The current control unit 22 calculates drive currents on the d-axis and q-axis by current control using proportional control (P control), proportional integral control (PI control), etc. and the drive voltage on the q-axis. The current control unit 22 calculates drive currents on the d-axis and the q-axis based on the target currents on the d-axis and the q-axis set by the target current setting unit 21 and the two-phase currents fed back. The two-phase current to be fed back is obtained by converting the detection result of the three-phase current flowing in the stator coil detected by the current detection unit 23 into two-phase current of the d-axis and the q-axis by the conversion unit 24 . After calculating the drive current, the current control unit 22 substitutes the determined value of the drive current into the voltage equation and calculates the d-axis voltage and the q-axis voltage, which are two-phase drive voltages.
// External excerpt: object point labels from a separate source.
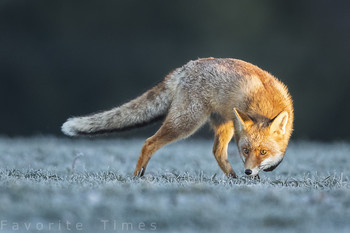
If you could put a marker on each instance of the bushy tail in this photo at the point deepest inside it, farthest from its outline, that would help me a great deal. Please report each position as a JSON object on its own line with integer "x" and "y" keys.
{"x": 149, "y": 107}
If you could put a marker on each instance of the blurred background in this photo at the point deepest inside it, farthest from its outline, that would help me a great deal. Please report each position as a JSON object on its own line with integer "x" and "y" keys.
{"x": 66, "y": 58}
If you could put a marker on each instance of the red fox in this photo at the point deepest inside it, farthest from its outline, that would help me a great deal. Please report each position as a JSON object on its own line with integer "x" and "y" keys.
{"x": 238, "y": 99}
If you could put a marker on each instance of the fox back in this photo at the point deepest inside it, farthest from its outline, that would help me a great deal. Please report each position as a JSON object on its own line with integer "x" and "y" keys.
{"x": 236, "y": 97}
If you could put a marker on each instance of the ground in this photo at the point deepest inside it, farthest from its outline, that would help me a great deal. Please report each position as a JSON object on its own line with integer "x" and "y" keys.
{"x": 51, "y": 184}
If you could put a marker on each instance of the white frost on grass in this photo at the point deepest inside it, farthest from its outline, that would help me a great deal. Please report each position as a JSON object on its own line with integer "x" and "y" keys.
{"x": 43, "y": 181}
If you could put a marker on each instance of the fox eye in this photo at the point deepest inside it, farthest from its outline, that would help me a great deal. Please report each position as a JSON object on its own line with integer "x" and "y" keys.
{"x": 263, "y": 152}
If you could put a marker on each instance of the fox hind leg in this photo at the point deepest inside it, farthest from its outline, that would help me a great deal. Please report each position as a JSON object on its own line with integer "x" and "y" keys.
{"x": 178, "y": 124}
{"x": 223, "y": 134}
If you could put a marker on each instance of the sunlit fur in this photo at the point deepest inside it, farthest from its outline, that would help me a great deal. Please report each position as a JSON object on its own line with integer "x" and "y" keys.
{"x": 205, "y": 90}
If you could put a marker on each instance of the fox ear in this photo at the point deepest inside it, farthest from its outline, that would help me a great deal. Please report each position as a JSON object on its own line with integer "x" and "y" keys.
{"x": 241, "y": 120}
{"x": 279, "y": 123}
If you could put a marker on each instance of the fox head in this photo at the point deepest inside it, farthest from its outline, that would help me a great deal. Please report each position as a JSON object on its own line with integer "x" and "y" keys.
{"x": 261, "y": 142}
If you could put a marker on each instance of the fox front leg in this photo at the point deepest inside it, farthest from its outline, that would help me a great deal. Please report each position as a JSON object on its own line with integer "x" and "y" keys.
{"x": 223, "y": 135}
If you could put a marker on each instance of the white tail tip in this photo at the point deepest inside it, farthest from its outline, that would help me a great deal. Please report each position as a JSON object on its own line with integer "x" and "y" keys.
{"x": 69, "y": 127}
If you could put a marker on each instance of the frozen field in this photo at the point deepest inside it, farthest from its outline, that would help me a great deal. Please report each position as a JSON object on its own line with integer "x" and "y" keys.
{"x": 49, "y": 184}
The PWM control unit 20 converts the two-phase drive voltage determined by the current control unit 22 into a three-phase drive voltage that is a drive voltage for causing a drive current to flow through the three-phase stator coil, and performs the three-phase drive. A drive signal for driving and controlling the inverter 10 is generated based on the voltage. DC power is supplied to the inverter 10 from the power source V, and switching of the switching elements QH and QL of the inverter 10 is controlled by the PWM control unit 20 to convert the output of the power source V into AC power, which is supplied to the AC motor M. be.

According to the motor drive device 1, the current flowing through the three-phase coils of the AC motor M is detected in this way, and the detected current is fed back to perform vector control of the AC motor M. FIG.

Here, as described above, the motor drive device 1 sets the target current value based on the position of the rotor when driving the AC motor M by vector control. Such detection of the rotor position is not easy when the rotation speed of the rotor is extremely low, such as immediately after the AC motor M is started. Therefore, the motor driving device 1 is configured so that when the AC motor M is driven based on the orthogonal vector coordinate system, the rotor position can be estimated appropriately even in a low-speed region in which the rotor position cannot be detected. be done.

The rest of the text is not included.